If Ryskview knows the Asset, then it will display in the operation column to “Create Action” and list the System and Program Office. If the Asset is unknown to Ryskview, then it will display “Add to System”.
In the “Operation” dropdown, select “Add to System”. The check then “Check All” box. Then click the “Add to System” button.
A modal will appear for selecting a System. Once the System is selected, the modal will allow you to add the open finding to an existing POAM or create a new one. Typically, you will create a new POAM, give it a name (usually descriptive of the assessment type/tool), and then select the workflow. The default workflow is “System Admin –> ISSO”, which would assign the finding to the System Admin, but you can choose a different workflow if appropriate.
This will create the Asset, link it to the System selected, and create an Action item on a POAM.
Once you have added all the unknown Assets to a POAM, it is time to add the known Assets. In the “Operations” dropdown, select “Create Action”. Select the “Check All” box, and then click “Create Action” button. Select the appropriate POAM (or create a one). If creating a new POAM, give it a name (usually descriptive of the assessment type/tool), and then select the workflow. The default workflow is “System Admin –> ISSO”, which would assign the finding to the System Admin, but you can choose a different workflow if appropriate.
This process of “Create Action” will add the assessment findings to the POAM that you selected.
Using the Import Template
Download the template linked at the top of this article. Please note that the file is a CSV format with specific column headers. Do not change the column headers.
There are four assessment findings populated as examples. Be sure to delete these rows before importing the file into Ryskview. Below is a description of each column field. Required fields are notated by and asterisk.
Plugin*
This is a unique identifier of the vulnerability, or finding. This can a standard UID such as a STIG ID or can be created by the user.
Plugin Name*
This is a name or title of the vulnerability.
Severity*
Severity can be Low, Medium, High, or Critical.
DNS Name*
This identifies the Asset that has the vulnerability. It can be the DNS or hostname or any reference to the Asset.
IP Address
The IP address is not a required field, but it should be populated, when the IP is known. Do not include the subnet.
Protocol*
This is typically TCP, though can also be UDP, ICMP, or other appropriate protocols.
Port*
If the vulnerability has no port, or it is not applicable, enter a zero.
MAC Address
This is optional, but helpful in documenting specific Assets.
Description*
This is an explanation of the vulnerability.
Plugin Output
This field is for entering any information specific to the assessment of the Asset. For example, it may be the file version of the non-patched software, the reason for the failed assessment, or evidence of the failed assessment result.
Solution
This is where fix information or guidance for remediation would be placed.
First Discovered*
This is the date and time the vulnerability was first found. It must be formatted correctly as seen below.

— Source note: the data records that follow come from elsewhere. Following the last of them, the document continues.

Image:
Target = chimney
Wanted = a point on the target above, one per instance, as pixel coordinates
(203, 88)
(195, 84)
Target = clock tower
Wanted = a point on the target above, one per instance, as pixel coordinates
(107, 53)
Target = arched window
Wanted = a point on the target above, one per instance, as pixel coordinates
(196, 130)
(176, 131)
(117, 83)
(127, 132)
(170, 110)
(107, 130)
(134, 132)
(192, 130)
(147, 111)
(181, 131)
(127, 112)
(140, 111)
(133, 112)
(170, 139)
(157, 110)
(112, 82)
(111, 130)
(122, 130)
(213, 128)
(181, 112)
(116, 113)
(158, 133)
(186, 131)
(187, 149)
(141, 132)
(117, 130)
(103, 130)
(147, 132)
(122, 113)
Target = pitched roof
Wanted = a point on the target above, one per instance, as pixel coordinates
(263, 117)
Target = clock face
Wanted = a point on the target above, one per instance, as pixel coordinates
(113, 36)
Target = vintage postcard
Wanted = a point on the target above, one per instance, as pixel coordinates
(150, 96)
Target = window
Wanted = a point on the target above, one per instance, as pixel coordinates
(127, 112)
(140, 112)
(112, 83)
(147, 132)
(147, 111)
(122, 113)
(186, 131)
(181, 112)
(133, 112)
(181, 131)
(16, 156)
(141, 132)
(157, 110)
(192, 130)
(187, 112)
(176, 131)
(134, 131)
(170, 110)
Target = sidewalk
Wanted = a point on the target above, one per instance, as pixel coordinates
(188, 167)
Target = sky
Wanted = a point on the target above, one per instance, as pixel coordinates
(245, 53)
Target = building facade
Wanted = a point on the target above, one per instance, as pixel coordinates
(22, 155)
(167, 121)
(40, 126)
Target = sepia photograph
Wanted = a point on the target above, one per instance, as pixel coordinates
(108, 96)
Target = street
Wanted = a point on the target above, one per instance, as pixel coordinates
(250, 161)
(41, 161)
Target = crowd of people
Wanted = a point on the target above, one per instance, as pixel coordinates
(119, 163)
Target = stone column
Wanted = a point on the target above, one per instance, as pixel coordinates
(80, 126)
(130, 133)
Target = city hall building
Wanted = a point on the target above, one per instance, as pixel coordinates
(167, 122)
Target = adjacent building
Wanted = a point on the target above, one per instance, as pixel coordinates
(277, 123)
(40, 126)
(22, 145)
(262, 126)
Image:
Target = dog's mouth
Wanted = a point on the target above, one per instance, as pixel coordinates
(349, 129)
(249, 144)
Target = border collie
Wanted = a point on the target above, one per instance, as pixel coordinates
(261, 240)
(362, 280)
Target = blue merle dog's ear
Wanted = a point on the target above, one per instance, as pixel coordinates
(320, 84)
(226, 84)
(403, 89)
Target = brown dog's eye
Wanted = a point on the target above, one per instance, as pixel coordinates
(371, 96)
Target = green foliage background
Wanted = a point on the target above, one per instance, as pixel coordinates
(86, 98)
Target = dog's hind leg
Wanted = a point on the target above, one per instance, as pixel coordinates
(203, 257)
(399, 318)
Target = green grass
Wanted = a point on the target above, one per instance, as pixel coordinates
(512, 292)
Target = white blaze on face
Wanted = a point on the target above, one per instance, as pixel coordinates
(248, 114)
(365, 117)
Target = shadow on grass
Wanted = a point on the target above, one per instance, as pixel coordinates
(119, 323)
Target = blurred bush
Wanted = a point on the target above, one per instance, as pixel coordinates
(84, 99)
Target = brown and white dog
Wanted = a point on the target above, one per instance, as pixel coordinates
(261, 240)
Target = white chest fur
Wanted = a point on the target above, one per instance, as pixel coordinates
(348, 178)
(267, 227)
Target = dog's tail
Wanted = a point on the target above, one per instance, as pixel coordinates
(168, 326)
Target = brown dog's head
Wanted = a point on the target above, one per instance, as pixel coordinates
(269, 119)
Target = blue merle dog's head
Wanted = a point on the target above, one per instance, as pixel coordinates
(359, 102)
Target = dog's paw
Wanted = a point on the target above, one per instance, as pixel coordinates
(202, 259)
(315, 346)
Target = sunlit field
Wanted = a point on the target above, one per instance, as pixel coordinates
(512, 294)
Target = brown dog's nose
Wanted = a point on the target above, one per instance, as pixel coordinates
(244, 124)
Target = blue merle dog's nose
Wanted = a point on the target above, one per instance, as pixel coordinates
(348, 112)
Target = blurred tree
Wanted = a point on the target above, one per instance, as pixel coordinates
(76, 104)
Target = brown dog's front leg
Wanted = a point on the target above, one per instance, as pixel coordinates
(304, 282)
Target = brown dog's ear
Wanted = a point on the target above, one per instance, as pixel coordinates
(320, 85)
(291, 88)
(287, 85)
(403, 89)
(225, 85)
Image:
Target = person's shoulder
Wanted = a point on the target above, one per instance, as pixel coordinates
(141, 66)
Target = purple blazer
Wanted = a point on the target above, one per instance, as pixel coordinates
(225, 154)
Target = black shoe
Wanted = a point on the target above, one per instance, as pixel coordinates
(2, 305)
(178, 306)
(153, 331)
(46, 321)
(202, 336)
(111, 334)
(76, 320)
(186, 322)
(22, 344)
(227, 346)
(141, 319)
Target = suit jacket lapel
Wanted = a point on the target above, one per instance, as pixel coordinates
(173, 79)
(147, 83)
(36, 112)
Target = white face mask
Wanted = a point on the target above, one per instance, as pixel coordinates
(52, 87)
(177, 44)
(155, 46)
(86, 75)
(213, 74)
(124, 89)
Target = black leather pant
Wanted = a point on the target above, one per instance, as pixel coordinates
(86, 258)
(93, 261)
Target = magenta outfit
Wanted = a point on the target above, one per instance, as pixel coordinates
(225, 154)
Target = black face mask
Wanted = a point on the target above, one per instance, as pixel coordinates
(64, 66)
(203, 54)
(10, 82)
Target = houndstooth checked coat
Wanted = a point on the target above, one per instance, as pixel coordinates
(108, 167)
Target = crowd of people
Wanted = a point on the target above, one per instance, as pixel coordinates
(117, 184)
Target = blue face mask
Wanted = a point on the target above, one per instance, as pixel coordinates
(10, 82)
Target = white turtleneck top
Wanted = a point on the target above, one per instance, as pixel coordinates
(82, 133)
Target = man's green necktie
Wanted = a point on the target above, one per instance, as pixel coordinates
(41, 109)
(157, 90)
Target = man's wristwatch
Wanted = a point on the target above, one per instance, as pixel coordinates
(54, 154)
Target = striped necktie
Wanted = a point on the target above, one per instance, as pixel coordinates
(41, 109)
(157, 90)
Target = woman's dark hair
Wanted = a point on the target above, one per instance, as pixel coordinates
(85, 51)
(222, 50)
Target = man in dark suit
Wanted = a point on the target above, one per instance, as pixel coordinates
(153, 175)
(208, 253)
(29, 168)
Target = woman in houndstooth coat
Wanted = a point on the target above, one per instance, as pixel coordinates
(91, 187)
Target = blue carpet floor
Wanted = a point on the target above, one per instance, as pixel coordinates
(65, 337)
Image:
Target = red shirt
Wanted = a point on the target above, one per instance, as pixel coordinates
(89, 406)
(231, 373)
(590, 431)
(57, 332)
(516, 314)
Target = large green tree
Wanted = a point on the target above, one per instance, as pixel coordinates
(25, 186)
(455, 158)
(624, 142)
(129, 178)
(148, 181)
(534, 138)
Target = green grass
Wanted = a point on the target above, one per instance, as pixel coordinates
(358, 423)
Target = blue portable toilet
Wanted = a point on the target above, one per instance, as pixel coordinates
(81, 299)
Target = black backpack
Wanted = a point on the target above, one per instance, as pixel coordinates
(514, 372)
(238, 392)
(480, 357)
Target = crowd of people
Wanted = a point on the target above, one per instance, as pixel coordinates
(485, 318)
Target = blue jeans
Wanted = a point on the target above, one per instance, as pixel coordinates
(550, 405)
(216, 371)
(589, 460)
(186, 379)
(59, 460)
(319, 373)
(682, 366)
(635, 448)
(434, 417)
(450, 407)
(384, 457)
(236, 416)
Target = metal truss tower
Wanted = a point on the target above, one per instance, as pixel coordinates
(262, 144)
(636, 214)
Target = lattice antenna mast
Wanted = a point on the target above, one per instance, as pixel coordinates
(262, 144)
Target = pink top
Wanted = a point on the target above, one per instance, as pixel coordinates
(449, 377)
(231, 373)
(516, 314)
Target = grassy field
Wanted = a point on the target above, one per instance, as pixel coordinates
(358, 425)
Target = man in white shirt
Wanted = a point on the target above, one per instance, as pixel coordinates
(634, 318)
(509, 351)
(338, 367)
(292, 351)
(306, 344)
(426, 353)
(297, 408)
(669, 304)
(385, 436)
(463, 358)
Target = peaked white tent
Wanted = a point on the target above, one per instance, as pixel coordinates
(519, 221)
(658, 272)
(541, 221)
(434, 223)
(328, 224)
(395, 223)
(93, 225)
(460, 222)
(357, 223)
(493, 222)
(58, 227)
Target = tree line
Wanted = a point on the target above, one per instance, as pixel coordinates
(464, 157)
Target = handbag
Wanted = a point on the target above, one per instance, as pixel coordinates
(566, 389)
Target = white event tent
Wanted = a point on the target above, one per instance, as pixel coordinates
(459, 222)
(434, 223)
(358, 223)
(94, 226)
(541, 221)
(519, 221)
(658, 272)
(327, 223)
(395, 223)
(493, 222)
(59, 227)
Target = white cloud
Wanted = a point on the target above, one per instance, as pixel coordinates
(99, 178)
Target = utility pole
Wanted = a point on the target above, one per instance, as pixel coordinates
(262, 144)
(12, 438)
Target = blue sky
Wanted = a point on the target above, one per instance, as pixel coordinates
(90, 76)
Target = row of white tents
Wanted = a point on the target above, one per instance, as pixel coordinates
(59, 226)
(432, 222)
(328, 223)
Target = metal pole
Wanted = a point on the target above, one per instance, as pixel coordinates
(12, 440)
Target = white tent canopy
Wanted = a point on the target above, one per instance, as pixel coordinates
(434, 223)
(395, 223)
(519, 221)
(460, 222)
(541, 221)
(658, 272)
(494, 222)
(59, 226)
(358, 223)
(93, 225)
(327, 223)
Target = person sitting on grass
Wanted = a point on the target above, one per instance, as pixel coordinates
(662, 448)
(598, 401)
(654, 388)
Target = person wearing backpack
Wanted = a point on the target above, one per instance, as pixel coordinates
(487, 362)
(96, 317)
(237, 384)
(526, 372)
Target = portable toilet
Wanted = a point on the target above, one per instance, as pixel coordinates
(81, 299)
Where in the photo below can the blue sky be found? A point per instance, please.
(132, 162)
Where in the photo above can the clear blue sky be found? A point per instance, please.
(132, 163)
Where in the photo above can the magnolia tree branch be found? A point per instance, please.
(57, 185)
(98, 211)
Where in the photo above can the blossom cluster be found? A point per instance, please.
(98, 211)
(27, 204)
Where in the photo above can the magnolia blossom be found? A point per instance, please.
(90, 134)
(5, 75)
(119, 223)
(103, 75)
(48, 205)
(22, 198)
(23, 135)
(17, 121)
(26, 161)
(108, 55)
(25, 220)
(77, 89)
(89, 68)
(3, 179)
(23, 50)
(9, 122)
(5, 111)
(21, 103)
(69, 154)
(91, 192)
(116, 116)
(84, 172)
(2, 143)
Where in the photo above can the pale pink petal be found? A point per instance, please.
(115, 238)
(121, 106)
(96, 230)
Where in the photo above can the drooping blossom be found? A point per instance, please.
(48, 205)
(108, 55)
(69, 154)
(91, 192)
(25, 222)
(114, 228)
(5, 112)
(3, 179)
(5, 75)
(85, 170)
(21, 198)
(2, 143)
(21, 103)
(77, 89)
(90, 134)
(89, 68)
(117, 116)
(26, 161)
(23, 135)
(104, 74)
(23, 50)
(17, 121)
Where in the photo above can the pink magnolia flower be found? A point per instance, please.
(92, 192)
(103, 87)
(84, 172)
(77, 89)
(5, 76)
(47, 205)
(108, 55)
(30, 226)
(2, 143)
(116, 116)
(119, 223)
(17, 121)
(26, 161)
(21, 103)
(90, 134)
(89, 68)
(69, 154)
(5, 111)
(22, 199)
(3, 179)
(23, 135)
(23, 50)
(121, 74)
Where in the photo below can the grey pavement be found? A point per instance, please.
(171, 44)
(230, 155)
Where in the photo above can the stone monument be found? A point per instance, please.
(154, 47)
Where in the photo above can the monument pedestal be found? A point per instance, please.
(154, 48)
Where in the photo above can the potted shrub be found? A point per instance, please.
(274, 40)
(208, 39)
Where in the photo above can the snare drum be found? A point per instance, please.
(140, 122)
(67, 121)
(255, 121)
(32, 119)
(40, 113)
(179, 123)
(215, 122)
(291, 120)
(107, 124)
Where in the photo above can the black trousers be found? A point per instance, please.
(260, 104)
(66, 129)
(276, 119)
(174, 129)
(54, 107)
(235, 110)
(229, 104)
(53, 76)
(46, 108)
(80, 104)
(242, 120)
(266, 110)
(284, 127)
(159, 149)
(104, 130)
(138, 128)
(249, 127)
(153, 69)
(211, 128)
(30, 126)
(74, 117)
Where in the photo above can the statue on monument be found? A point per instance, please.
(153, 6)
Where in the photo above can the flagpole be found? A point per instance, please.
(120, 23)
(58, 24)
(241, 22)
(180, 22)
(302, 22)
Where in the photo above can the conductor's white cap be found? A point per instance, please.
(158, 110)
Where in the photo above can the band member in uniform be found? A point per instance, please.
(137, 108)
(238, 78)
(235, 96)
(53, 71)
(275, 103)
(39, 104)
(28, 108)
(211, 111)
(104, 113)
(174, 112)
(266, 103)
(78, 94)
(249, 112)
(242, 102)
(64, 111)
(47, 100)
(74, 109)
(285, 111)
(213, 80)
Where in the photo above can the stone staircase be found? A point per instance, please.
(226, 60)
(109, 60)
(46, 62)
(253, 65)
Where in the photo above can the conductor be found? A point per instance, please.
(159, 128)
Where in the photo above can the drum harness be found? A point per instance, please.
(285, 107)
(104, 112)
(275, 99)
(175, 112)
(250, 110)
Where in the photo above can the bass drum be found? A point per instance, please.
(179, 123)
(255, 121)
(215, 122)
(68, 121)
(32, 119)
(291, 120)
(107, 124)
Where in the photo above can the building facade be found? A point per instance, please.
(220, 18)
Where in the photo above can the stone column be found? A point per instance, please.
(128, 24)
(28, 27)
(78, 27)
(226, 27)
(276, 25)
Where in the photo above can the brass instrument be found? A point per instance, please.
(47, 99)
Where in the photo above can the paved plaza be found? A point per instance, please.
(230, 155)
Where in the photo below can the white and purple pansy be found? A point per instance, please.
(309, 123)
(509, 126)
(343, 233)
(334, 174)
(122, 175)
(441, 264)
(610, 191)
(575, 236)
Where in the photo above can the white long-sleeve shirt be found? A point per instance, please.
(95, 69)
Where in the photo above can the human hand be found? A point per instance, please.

“Jan 21, 2025 12:46:12 EDT”
Last Observed
This is the most recent date the vulnerability was assessed. This will usually be the same as the First Discovered date. Last Observed cannot be earlier than First Discovered. It must be formatted correctly as seen below.
“Jan 21, 2025 12:46:12 EDT”
Once the Assessment results in the file are populated, save the file (as CSV) and then follow the procedures detailed above to import directly to a POAM.